Air Force One touched down with a scream and made several photo-opish turns on the tarmac before the critical moment when Obama disembarked alongside Congressman Ed Perlmutter, who represents District 7 in northwest Denver and was the only member of the Colorado delegation running for re-election this fall to position himself in a photo limelight with the president on this trip.
Obama stepped off his plane facing west toward the Rockies, which he couldn’t see because it was kind of a smoggy day. You can’t have everything you want — even, and perhaps especially, if you are Barack Obama. The president gave a brief wave, too small and too real to photograph well. Even the serious camera jockeys with long lenses complained. Most memorable, though, was the way Obama walked down the stairs. It read like a single gesture full of ease and confidence. One of the pool photographers told me that Obama always walks down the stairs like that. She’s been trying to capture it for years.
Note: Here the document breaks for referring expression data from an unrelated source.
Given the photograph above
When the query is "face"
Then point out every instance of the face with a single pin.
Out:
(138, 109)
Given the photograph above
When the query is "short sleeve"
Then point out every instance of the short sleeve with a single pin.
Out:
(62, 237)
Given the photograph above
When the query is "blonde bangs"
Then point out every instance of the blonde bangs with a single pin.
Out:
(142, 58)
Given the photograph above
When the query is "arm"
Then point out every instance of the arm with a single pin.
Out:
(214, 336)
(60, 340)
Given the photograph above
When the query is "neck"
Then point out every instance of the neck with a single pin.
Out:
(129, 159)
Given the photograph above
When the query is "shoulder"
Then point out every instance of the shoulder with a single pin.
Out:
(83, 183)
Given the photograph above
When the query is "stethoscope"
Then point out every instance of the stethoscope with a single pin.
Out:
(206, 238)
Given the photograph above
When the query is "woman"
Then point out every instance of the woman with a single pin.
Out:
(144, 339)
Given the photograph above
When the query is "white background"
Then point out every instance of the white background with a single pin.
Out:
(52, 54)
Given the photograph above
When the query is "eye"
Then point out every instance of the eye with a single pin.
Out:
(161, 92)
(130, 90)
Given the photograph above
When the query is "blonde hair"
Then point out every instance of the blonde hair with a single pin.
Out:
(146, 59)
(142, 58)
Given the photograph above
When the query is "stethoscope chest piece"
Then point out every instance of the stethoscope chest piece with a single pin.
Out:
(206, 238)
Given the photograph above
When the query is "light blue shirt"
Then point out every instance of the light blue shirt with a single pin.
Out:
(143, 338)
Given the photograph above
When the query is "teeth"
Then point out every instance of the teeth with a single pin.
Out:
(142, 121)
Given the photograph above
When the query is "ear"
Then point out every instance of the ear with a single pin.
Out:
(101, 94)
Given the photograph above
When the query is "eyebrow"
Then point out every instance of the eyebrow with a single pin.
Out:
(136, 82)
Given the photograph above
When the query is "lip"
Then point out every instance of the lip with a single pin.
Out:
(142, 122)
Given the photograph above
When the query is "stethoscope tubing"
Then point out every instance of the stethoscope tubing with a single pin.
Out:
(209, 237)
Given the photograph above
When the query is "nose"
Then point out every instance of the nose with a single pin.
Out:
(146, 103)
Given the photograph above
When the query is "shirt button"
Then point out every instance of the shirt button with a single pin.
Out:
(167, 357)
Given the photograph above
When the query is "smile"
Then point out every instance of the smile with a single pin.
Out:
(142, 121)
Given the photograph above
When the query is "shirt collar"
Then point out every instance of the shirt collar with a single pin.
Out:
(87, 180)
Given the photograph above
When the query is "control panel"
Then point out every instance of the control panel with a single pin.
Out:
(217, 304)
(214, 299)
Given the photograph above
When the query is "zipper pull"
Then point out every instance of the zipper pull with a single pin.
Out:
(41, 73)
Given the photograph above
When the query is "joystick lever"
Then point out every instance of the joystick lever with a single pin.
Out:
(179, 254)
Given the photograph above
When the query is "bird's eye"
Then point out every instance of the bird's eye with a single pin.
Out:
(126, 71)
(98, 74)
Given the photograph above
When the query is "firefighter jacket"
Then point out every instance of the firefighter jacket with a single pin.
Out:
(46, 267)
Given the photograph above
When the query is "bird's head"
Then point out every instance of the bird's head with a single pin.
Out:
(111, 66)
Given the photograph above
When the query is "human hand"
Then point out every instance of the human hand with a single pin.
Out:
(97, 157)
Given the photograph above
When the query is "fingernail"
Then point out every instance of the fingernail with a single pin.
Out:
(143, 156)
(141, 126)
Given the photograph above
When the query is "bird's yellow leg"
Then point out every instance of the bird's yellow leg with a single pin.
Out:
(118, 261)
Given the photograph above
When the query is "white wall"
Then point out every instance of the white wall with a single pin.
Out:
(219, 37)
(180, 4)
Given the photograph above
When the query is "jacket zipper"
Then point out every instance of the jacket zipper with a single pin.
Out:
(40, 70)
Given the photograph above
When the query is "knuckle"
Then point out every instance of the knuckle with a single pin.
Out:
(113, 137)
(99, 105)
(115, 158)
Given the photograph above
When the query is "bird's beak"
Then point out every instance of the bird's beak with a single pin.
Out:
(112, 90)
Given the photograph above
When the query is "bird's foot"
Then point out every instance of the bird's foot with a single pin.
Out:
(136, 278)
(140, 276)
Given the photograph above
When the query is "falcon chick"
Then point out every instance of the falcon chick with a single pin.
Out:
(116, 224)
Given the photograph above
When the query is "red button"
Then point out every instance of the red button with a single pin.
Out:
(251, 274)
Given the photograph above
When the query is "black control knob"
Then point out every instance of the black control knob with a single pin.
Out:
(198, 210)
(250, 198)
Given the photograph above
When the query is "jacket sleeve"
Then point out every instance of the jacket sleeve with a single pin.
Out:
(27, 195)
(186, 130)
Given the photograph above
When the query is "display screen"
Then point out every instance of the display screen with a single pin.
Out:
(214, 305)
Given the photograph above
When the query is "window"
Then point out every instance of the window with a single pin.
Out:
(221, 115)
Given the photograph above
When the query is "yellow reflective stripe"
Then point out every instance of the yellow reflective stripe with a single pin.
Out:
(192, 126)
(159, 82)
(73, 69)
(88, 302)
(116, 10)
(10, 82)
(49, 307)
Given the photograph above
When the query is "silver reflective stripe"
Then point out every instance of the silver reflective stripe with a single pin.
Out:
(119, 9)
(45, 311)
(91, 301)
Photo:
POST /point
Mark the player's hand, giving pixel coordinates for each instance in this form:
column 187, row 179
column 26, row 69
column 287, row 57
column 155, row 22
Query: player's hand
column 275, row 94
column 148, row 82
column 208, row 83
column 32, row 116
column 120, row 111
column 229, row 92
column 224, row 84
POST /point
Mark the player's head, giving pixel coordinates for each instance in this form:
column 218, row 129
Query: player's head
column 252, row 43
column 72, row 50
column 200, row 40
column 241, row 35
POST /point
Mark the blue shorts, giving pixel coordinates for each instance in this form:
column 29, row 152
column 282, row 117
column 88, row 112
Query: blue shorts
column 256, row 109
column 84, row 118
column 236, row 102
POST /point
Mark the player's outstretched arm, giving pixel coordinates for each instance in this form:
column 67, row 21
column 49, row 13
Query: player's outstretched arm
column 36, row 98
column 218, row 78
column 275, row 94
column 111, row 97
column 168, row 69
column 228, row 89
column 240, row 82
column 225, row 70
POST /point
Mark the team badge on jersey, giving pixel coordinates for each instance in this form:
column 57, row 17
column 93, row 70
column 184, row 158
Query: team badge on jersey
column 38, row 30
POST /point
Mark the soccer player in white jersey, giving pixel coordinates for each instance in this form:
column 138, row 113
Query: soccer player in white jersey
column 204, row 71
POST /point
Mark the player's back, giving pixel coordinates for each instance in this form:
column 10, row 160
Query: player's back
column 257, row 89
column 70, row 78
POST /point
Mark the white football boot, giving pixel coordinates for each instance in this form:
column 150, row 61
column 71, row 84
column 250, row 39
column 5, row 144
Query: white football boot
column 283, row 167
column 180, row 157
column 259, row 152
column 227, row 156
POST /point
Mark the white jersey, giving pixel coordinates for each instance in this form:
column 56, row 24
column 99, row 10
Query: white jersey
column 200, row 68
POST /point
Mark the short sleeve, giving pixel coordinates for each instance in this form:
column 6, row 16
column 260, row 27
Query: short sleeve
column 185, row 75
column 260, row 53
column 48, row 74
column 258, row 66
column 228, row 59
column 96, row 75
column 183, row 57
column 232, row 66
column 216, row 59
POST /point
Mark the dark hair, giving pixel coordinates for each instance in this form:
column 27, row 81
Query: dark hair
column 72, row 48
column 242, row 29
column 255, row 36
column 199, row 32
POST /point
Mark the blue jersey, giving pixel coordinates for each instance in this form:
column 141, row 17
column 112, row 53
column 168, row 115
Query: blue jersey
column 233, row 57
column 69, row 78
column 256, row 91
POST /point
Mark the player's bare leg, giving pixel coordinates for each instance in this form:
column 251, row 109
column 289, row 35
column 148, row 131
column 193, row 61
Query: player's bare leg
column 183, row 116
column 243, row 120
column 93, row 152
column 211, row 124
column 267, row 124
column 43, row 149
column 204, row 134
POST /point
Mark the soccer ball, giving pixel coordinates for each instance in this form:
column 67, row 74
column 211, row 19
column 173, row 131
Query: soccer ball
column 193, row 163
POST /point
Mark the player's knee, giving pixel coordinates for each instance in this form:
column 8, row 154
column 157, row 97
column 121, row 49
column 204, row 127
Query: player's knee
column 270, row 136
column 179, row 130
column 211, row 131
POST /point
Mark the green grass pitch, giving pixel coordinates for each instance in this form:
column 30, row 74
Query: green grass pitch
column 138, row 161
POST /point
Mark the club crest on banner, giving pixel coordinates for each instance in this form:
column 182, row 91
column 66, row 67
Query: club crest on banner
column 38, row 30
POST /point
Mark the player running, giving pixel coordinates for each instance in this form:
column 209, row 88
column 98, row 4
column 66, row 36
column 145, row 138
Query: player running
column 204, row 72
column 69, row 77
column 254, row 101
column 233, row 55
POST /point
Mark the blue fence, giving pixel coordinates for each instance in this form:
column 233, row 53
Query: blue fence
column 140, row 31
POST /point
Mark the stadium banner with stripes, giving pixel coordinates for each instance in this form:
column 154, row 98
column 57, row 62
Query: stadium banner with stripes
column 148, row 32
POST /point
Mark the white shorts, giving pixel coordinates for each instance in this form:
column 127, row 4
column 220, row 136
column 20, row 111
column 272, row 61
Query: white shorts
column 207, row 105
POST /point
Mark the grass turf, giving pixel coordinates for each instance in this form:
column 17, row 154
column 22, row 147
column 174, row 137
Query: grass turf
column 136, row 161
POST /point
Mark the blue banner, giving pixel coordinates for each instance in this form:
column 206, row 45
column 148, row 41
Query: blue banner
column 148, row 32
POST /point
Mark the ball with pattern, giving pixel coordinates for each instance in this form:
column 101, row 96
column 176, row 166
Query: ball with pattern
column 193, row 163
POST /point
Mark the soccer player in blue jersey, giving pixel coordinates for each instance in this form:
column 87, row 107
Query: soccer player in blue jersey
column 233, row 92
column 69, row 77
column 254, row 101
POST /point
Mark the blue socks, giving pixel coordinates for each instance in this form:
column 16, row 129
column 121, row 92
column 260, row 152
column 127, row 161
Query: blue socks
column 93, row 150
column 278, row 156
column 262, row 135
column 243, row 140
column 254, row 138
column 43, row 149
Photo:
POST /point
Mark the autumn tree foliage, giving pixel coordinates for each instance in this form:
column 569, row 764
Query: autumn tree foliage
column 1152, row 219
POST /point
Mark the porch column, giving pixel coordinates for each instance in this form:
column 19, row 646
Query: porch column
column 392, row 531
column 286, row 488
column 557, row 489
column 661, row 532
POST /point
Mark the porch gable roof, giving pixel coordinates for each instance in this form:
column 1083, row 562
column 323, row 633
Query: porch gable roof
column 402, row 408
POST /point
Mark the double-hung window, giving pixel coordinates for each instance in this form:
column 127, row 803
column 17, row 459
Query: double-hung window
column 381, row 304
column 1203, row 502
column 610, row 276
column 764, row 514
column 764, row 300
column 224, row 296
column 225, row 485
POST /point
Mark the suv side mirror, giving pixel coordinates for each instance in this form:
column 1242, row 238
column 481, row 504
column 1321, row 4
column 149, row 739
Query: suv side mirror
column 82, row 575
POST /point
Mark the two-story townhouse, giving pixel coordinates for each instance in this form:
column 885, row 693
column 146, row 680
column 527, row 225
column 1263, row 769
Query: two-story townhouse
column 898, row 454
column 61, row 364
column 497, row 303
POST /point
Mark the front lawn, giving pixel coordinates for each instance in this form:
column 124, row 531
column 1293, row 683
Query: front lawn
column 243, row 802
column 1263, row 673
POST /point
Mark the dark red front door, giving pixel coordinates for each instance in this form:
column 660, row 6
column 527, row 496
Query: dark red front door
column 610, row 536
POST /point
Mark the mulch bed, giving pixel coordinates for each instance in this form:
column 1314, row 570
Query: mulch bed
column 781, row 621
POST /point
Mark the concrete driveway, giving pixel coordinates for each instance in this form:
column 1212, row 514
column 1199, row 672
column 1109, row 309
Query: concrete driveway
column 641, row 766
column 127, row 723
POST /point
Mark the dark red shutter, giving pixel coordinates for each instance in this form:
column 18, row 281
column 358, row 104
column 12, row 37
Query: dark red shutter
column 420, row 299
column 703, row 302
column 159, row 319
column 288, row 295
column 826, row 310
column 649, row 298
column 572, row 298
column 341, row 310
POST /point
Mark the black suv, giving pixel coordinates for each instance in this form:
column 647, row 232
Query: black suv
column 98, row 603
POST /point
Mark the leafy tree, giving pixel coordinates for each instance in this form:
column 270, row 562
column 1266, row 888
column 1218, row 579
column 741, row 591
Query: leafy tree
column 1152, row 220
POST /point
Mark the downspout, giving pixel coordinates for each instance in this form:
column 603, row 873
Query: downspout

And just like that it was over. He was gone in a motorcade, the way the presidents do.
On the way back to downtown Denver, I-70 was a parking lot, as highways all over the country are that time of day. I thought, “That’s the closest I’ve ever been to the president.” But for some reason the feeling wouldn’t stick. I wished Air Force One had landed close enough for us to feel a gust. I wished the president had waved hugely, even clownishly for the cameras. I wished I knew what to do with the memory of the homeless guy I passed this afternoon on the way to wait for the president. He was standing just before the intersection of 14th and Colorado with a very timely sign that read, “Obama wanted change, I still need change.”
[Photo of President Barack Obama disembarking from Air Force One with Congressman Ed Perlmutter. They don’t let you get very close.]